Flank Lloyd Wright(フランク ロイド ライト)が、帝国ホテルの設計のために来日したのは1916年(大正5年)。それまでの彼の「人となり」は、帝国ホテルのページで紹介しています。
翌1917年(大正6年)、当時26歳だった遠藤新(えんどう あらた)は、ライトと共に仕事をするようになります。その為、ライトが日本で設計した建物は「フランク ロイド ライトと遠藤新の共同」といっても過言ではありません。帝国ホテルの設計と同時期に自由学園明日館と、この山邑太左衛門(やまむら たざえもん)邸があるのです。
とにかくロケーションがズバ抜けて良い。
阪急「芦屋川」駅から山側を見れば、上の画像のように木々の間からチラリと建物が見えています。芦屋が高級住宅街とは噂に聞いていたが、ここまで別世界だとは思いもしませんでした。駅前にコンビニもなければジャンクフード店もラーメン屋もパチンコ屋もない。近くで昼食をとるために喫茶店に入れば、外国人ファミリーがお食事中。また絵になるのよこれが。食事中ぼぉーっと外を眺めてみると、通る車はほとんどベンツかBMW。この喫茶店に寄る為に駐車した3台すべてがベンツという凄さ。この街を去るまで、改造車や茶髪・金髪の少年少女なんぞ、一度も見ることはありませんでした。

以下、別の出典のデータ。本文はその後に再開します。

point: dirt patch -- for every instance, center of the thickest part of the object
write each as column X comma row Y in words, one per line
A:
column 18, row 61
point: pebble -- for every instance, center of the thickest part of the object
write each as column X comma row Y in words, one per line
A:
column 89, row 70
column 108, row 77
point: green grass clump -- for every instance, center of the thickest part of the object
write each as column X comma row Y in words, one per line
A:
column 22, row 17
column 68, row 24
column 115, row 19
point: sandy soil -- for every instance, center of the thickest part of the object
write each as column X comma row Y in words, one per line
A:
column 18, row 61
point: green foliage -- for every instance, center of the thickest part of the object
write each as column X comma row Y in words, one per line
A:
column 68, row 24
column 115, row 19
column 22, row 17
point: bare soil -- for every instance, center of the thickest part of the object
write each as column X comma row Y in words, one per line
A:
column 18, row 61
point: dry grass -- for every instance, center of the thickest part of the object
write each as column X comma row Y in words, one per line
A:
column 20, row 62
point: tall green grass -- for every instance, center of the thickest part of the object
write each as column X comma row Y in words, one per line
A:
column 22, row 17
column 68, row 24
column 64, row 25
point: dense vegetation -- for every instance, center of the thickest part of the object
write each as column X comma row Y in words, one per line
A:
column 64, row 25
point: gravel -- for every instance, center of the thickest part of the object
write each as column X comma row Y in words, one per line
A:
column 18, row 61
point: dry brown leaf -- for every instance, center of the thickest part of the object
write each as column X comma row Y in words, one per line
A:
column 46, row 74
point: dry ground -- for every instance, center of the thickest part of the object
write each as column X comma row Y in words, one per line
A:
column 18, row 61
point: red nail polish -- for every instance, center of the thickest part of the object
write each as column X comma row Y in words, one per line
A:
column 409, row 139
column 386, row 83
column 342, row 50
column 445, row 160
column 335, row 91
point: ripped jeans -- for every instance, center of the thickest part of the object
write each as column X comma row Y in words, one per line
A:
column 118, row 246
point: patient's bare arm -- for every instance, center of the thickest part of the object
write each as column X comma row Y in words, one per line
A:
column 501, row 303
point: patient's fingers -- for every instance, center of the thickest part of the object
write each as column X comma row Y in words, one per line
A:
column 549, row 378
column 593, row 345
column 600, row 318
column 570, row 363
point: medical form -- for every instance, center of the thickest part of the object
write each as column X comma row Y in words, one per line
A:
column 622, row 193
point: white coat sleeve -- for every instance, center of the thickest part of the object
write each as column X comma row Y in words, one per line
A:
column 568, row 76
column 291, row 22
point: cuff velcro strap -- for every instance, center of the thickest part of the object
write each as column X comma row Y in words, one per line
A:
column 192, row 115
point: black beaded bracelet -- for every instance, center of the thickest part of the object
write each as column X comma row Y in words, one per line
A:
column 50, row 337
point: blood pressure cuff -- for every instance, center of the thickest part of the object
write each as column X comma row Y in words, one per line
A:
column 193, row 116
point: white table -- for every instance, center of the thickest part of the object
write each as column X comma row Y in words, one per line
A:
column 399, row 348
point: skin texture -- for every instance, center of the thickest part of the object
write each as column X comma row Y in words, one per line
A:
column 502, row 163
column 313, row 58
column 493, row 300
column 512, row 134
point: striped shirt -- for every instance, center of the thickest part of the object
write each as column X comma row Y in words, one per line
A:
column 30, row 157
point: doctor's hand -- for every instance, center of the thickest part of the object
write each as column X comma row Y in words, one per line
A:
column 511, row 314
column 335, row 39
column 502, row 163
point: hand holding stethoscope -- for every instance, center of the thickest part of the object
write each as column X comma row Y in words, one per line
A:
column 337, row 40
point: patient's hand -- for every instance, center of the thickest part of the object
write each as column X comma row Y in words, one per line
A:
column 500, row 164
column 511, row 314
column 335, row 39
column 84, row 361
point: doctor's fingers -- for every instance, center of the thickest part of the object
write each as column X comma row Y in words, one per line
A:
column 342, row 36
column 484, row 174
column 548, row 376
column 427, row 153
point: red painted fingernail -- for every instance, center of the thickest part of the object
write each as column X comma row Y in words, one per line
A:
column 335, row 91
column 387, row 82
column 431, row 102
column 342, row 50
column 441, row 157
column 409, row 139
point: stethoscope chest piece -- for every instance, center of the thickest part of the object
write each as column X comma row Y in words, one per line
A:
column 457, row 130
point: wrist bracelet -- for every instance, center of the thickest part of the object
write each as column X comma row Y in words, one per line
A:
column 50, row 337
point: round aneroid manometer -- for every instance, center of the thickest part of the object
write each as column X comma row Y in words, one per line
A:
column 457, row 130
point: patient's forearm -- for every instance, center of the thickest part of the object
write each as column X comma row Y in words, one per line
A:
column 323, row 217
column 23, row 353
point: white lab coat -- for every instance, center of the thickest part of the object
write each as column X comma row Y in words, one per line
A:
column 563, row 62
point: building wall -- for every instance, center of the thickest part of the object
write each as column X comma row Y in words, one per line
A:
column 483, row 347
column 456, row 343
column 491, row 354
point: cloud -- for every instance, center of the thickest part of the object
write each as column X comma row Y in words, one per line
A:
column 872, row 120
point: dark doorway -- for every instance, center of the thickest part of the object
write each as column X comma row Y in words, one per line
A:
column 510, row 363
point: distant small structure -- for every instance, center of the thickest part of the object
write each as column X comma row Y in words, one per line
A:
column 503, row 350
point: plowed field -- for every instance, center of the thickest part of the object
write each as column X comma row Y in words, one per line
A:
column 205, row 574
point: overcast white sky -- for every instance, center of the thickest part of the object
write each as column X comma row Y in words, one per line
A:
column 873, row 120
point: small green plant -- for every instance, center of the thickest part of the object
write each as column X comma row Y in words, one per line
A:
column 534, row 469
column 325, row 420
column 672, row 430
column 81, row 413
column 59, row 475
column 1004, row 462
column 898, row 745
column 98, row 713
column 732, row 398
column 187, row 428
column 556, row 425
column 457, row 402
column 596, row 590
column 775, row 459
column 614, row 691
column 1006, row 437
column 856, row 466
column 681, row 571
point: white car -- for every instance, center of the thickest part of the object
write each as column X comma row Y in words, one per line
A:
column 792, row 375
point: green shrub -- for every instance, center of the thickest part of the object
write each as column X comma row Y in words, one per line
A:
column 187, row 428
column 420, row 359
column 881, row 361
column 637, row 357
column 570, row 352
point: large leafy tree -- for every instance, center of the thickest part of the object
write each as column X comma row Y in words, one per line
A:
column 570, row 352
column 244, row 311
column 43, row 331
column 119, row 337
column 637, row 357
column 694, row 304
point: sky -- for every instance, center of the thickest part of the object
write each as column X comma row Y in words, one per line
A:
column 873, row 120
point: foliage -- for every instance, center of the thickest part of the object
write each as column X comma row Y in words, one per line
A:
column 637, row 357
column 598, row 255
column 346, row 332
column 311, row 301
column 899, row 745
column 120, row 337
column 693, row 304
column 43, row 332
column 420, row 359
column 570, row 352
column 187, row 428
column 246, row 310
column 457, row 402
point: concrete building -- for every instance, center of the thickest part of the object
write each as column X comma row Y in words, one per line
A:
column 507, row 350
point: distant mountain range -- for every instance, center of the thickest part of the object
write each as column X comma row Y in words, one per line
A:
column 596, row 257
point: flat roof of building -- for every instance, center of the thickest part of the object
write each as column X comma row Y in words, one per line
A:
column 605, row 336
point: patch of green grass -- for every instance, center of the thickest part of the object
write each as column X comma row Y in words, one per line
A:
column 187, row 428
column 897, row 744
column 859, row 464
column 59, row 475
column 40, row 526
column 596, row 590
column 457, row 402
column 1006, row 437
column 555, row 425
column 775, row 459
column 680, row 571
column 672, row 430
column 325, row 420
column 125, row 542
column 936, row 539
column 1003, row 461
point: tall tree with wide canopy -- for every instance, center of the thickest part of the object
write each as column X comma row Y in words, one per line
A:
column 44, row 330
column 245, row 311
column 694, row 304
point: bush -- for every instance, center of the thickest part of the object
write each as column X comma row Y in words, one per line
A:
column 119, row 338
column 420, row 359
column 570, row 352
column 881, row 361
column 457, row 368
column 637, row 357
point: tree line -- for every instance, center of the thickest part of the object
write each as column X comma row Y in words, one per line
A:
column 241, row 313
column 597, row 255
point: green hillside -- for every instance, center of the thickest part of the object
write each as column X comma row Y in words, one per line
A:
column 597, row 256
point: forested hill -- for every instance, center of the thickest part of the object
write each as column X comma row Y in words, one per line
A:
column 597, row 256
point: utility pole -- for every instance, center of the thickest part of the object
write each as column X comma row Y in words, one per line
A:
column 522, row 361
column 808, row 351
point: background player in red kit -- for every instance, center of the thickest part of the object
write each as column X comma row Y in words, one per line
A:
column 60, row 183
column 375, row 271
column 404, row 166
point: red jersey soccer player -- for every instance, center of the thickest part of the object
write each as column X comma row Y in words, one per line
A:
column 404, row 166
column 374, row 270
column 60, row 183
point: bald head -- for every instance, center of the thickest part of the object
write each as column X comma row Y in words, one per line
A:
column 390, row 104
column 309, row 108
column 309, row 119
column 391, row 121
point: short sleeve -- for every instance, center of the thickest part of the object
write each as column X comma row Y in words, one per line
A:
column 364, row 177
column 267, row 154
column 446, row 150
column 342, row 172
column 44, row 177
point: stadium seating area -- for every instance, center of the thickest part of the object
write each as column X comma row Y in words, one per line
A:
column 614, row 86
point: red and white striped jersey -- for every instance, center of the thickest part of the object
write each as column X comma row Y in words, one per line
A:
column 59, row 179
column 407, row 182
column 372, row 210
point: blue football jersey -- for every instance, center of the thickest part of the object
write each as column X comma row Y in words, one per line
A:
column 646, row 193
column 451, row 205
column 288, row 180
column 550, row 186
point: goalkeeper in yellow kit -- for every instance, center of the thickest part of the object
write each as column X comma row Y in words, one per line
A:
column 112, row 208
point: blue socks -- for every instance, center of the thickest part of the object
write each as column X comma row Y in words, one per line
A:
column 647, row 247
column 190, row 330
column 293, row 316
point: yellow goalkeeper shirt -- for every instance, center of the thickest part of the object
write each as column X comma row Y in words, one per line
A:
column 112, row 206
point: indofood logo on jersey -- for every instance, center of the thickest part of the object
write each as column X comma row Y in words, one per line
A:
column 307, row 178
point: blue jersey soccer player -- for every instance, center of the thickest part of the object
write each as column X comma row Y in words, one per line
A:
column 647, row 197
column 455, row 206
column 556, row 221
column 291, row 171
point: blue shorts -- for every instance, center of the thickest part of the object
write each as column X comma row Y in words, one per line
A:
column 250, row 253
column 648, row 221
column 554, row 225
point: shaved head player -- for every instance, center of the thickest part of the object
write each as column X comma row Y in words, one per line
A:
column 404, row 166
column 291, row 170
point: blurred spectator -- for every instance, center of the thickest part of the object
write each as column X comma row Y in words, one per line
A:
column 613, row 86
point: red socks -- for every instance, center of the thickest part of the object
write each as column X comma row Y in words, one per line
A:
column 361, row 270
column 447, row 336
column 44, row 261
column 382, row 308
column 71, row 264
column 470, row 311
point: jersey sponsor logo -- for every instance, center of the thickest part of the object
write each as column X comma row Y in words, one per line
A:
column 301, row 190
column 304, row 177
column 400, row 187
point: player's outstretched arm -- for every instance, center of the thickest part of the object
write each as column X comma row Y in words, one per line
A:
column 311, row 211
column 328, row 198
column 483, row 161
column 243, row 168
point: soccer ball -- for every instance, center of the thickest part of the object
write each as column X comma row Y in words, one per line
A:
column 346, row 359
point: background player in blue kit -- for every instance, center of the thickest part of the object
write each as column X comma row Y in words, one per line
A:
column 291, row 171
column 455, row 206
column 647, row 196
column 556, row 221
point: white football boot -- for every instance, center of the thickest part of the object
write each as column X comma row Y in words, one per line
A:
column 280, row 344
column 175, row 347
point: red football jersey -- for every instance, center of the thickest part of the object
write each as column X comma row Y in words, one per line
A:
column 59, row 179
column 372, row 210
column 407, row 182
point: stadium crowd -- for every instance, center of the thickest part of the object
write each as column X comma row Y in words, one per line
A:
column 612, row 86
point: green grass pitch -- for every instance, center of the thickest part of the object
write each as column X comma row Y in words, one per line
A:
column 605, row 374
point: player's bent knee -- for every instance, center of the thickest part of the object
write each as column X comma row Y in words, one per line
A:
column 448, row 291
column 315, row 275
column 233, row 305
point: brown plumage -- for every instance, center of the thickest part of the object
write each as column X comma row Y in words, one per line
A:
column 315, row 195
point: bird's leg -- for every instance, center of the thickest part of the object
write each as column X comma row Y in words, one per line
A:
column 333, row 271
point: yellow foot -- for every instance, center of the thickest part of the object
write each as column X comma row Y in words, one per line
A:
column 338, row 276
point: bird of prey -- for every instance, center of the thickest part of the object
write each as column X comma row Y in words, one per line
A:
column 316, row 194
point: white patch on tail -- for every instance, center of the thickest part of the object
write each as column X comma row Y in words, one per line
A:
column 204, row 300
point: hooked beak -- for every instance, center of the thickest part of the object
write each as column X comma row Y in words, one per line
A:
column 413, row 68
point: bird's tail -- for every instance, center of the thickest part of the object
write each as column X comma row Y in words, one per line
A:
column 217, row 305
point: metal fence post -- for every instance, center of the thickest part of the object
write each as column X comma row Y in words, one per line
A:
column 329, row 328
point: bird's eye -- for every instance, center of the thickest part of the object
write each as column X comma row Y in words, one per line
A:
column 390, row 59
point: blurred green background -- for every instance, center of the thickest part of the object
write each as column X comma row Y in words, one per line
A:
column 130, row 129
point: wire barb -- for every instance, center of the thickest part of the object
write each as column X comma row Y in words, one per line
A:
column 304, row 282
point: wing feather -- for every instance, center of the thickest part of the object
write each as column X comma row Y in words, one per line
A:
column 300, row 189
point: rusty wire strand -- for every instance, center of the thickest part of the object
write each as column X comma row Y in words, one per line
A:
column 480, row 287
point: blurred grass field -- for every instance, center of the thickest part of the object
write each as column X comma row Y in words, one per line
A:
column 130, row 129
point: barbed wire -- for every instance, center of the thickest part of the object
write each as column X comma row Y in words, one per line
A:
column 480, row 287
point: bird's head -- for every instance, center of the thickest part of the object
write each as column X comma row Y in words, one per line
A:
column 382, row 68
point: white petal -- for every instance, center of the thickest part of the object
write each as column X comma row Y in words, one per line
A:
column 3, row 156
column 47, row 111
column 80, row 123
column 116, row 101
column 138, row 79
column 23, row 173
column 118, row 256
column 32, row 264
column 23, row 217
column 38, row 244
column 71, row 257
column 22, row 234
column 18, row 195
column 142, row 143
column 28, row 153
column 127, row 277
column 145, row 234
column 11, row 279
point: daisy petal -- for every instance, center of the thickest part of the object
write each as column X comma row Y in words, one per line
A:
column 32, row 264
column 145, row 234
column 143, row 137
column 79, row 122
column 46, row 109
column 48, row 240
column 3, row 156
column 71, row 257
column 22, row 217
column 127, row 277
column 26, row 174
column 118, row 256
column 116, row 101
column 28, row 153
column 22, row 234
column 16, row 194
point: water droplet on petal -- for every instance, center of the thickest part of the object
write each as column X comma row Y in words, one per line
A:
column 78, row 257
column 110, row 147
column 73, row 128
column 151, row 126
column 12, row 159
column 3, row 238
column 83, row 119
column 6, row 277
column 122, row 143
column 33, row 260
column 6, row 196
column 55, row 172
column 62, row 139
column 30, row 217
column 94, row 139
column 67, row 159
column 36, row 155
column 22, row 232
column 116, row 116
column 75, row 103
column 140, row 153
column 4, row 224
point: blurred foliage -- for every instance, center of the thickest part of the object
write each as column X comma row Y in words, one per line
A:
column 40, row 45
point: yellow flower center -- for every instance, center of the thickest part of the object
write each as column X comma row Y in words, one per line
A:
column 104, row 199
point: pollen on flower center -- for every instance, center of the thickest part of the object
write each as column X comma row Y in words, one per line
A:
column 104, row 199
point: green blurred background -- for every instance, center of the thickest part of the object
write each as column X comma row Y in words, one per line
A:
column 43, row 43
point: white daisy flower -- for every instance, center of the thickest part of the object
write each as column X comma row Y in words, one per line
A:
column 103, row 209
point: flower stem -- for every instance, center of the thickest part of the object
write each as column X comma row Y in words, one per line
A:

急斜面を登ること5分、おなじみの大谷石と軒の深い建物が見えてきました。
帝国ホテルでも見たことのあるディテールがチラホラあります。玄関前を広くとって、雨宿りにもなる場所っていつの時代でも親切だと思いませんか。授業が終わってからとか、コンパ終了後の店の前など、多人数がいっせいに帰るイベント終了時の建物の前には、こういうたむろする場所があると非常に助かります。そう、かつての住宅は人を招くための仕掛けがちゃんと用意されてたんです。いつから風呂と寝るところしかない住宅になったのでしょうか。
「イベントは外で済ませば良い。」この現代の生活感覚が、住宅文化をラブホテル級に下げてしまったのかも知れません。
この館内の撮影は禁止されているので写真がないのですが、かなりの人数を収容できる応接間が2階にあるんですよ。人を招くための家。ピロティー上部がその応接間になっています。客車みたいな雰囲気でしたよ。
玄関口とその反対側を見る
ライトの素材の使いかたは、日本のことを意識して作ったとはお世辞にもいえません。しかし建物全体を見ると、彼の作風から水平線が強調されるので、どことなく和を感じさせてくれるのです。
この急斜面を利用して階高が増えるごとに一層づつ山の方へズレている。そして海と街を一望できるこの景色。この場所でしか成立しないプランということです。
最上階は食事が出来そうな部屋と、その隣から海と神戸を見渡せる屋上に出られます。陸屋根(ろく やね)の特徴を生かしてますね。
山邑邸からの眺め
山邑邸が完成する1924年(大正13年)までに、ライトは帰国しています。基本設計はライトでも実施は弟子の遠藤新氏に任せたのでしょう。こうして住宅建築を得意とするライトの作品を、こうして近くで見られるのはとてもありがたいです。
館内にビデオでの解説やフランク ロイド ライトの説明ボードがありますから、時間のあるときに見学に行きましょう。芦屋川駅と山邑邸の中間ぐらいに小橋があります。その西詰に上記で書いてた喫茶店があります。建物見学ついでに芦屋の雰囲気を味わってきてください。